Here, the trial court's authority to adjudicate this collection action and plaintiff's ensuing turnover motion clearly falls under the umbrella of our state court's general jurisdiction over subject matters not exclusively vested in the federal courts. After default judgment was entered against Community Preschool as the debtor, the Special Civil Part Clerk in Essex County duly issued a writ of execution and bank levy upon the debtor's bank account, and an Essex County court officer duly served the levy on PNC. Following the levy, PNC implicitly recognized and submitted to this court's jurisdiction by placing a hold on Community Preschool's bank account.

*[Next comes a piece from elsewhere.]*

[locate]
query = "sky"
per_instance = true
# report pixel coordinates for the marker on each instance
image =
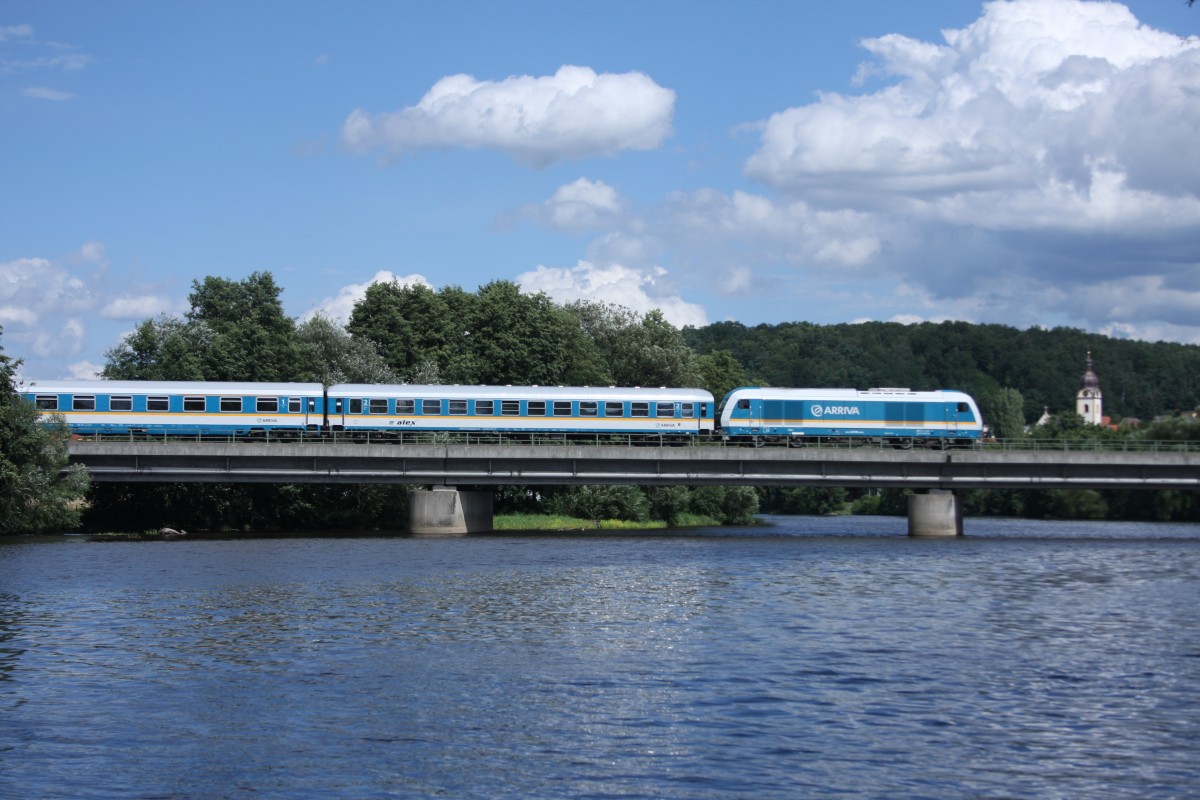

PNC did not submit any papers to the trial court contesting jurisdiction to order the turnover of funds that PNC was holding in Pennsylvania. It is inconsequential that PNC's garnishment unit and the PNC branch at which Community Preschool apparently did its banking were in Pennsylvania, given the bank's integrated functions spanning numerous states. Once the trial court had subject matter jurisdiction over the lawsuit, it continued to have subject matter jurisdiction to grant plaintiff's turnover motion. We are aware of no legal authority or administrative directive that restrains the Special Civil Part from issuing the unopposed order requested here by plaintiff.
Reversed and remanded for the entry of an order of turnover consistent with this opinion.